As the 70's progressed, Polydor replaced their fake stereo version with a poorly copied dub from the USA stereo masters (the same tape they hadn't bothered to make a copy of in 1967 before it was sent to Reprise). This was the source for the first CD reissue of the album in 1984, which contains a mix of stereo and two mono mixes: 'Red House' and 'Remember', both recorded directly from vinyl. 
The UK mono version remained suspiciously absent on the CD format in the following decades. Only 'Red House' was included on the 1997 remastered edition of "Are You Experienced" (again taken from vinyl with surface noise in stereo) and 'Can You See me' from the 2010 "West Coast Seattle Boy" with poor sound. 

In January 2013, a vinyl-only mono edition of "Are you experienced" was announced and advertised as being sourced from the original mastertapes. This turned out to be a bit of stretch: it was mastered from a mixture of 1st generation single masters & the production master that was sent to Reprise in 1967 (a picture of its box was taken during the 2013 mastering session). The dull sound presentation came as a disappointment to many listeners but it received positive reviews as well.        

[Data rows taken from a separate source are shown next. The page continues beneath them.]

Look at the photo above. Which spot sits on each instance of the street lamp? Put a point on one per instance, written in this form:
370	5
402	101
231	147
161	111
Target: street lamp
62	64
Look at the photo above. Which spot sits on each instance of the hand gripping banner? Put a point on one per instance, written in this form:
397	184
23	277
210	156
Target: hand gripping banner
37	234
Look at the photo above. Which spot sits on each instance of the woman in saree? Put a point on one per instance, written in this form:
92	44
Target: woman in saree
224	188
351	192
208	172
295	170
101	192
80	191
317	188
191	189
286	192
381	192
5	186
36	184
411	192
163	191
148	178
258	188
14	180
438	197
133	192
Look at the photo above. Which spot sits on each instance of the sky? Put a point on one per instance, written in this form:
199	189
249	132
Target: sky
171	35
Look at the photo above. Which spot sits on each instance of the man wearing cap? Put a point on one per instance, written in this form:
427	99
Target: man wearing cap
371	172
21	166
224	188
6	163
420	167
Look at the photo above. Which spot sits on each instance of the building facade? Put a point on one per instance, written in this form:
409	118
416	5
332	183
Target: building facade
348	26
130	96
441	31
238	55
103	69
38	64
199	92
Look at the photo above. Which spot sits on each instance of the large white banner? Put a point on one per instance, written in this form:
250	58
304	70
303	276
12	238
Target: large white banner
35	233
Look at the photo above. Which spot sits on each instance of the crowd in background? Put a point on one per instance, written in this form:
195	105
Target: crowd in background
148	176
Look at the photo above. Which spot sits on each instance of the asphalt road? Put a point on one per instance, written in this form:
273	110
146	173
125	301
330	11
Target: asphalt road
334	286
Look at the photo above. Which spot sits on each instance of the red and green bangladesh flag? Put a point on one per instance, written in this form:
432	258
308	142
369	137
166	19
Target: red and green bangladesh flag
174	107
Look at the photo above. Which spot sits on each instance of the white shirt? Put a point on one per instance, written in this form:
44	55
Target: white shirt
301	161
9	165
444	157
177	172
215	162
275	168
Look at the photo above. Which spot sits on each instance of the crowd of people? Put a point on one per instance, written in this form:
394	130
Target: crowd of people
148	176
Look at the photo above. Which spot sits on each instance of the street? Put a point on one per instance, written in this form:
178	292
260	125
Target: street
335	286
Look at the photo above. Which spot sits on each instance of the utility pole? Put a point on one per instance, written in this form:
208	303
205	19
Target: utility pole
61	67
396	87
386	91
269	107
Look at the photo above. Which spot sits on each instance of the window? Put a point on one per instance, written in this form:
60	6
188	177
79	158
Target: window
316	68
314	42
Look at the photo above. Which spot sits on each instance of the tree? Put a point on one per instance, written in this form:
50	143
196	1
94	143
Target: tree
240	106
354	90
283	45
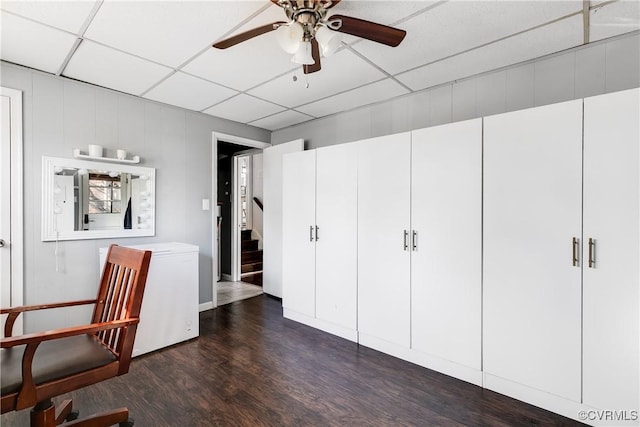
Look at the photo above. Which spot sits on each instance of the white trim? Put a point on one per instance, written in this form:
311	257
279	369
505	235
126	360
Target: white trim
205	306
215	138
17	218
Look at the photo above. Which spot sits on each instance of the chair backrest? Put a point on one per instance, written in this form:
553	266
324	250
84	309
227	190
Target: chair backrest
120	297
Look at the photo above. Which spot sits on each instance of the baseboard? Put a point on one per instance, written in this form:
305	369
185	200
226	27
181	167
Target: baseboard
323	325
205	306
560	405
447	367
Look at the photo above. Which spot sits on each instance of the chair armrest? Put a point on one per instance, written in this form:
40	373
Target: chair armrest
39	337
14	312
24	308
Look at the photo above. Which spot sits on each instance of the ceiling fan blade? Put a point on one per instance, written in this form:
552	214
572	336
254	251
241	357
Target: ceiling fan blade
239	38
369	30
315	53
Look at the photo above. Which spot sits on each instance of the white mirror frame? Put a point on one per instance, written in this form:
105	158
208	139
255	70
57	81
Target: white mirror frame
49	232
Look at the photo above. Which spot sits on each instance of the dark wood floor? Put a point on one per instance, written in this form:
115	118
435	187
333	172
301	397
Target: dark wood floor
252	367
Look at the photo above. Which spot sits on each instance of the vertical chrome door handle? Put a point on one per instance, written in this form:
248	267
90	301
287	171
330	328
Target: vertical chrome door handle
575	249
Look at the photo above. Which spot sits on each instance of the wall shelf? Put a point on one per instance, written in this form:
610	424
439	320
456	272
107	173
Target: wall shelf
79	155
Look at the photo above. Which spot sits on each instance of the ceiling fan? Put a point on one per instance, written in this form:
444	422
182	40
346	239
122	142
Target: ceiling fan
309	31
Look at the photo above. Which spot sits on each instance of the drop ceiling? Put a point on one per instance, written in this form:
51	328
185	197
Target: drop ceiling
161	50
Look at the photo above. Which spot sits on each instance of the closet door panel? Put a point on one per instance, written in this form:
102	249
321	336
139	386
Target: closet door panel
384	181
446	261
298	232
611	212
532	211
337	244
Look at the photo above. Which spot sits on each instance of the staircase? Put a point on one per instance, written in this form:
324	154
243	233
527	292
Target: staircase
251	260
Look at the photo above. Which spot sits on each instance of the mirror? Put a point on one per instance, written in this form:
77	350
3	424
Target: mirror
84	199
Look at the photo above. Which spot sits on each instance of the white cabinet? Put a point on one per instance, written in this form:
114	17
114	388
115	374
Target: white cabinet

Exactly what happened to the banded mono mastertape remains a mystery. My best guess is that it was thrown out in the 70's, along with the UK mono master of "Smash Hits" which may well have had the original tape master of 'Stone Free' pasted in. No tape copies seem to have survived, other than the aforementioned inferior USA tape. 


Mastering Note (2017): 

I do not mean to imply that my mastering skills are equal or even close to those of seasoned professionals like Ludwig, Grundman or the late great George Marino. The only reason why I altered some of their works for this compilation is because I wanted all 31 recordings to be as sonically consistent as possible. The mastering used on the 2010 vinyl version on Sony Legacy is the standard that I tried to live up to. In my mind, Marino brought the best out of these recordings the second time that he worked on them (the first time was with Eddie Kramer on the 1997 remaster). 

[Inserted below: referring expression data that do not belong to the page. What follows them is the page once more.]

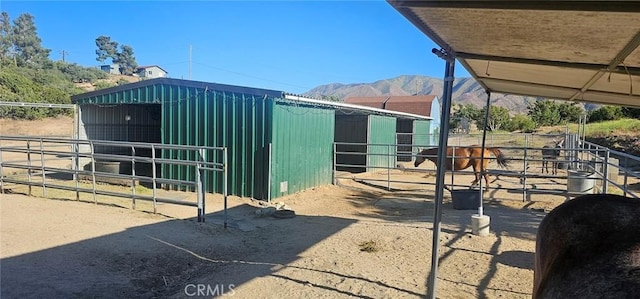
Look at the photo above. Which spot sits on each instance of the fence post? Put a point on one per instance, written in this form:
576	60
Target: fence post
199	189
335	161
523	179
605	175
153	178
29	165
93	171
133	176
268	173
224	178
44	176
76	167
388	167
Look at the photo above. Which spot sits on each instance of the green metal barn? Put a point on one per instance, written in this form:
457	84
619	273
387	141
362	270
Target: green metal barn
278	144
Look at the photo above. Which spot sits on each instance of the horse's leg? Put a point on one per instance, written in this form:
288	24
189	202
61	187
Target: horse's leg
475	173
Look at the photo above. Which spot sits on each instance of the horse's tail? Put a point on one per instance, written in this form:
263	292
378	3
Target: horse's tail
502	160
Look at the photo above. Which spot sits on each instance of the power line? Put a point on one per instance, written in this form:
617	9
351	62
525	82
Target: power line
250	76
63	52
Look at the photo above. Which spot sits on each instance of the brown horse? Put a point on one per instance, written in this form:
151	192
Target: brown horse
589	247
465	157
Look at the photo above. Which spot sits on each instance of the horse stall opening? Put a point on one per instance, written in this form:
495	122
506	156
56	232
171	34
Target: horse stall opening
364	142
127	122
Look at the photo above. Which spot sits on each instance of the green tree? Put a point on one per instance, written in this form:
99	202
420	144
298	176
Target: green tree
6	36
467	111
606	113
106	48
569	112
126	60
631	112
498	117
109	49
544	113
520	122
28	45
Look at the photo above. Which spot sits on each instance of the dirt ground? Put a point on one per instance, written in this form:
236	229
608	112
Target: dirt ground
346	241
353	240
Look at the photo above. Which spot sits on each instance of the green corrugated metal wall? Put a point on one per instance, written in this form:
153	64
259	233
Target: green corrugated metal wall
382	130
421	133
301	136
302	148
237	121
201	117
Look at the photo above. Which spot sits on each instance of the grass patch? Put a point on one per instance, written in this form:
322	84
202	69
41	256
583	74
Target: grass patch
369	246
620	126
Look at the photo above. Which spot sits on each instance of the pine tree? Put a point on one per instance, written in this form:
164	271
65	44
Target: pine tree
28	45
106	48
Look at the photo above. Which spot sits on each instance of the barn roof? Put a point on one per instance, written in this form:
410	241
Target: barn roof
418	104
85	98
585	51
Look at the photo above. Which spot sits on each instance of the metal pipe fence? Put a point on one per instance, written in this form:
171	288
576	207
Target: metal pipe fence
524	158
57	163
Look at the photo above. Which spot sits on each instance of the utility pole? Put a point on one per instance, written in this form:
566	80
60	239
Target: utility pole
63	52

I have re-used the raw 24/96 recordings from 2013 for Part II. The mastering process was done completely from scratch. Most of my thoughts and attention went into the 11 tracks from the Barclay album. The songs were recorded in different studios, mixed on different speakers with different engineers and then put together on a master reel, making it a real challenge to master this correctly. 
The 2016 RSD issue of "Smash Hits" appears to be a (nearly) flat transfer from the mixdown tapes as well. While some may consider that to be an asset, the record actually sounds pretty lifeless compared to the 2010 Legacy, so the three tracks included here needed some work. 

Those with a keen ear might notice that some of the mono album tracks run in a slightly different speed than the stereo versions. The pitch of the Barclay '70 cutting I have used matches exactly with the UK Track A1/B1 (as compared on the same turntable). The banded mastertape may have run slightly slower, like the stereo master but since I have no way of knowing this for certain, I have decided not to change the speed of the recordings. 


Mastering Note (2020): 

The 2017 mono section turned out okay but the longer I listened to it, the more I felt there was room for improvement. As I have pointed out before, the source material has its problems and there's only so much you can do to bring out its strong suits. But I believe I have reached a better middle ground between clean sound and a full soundstage overall this time.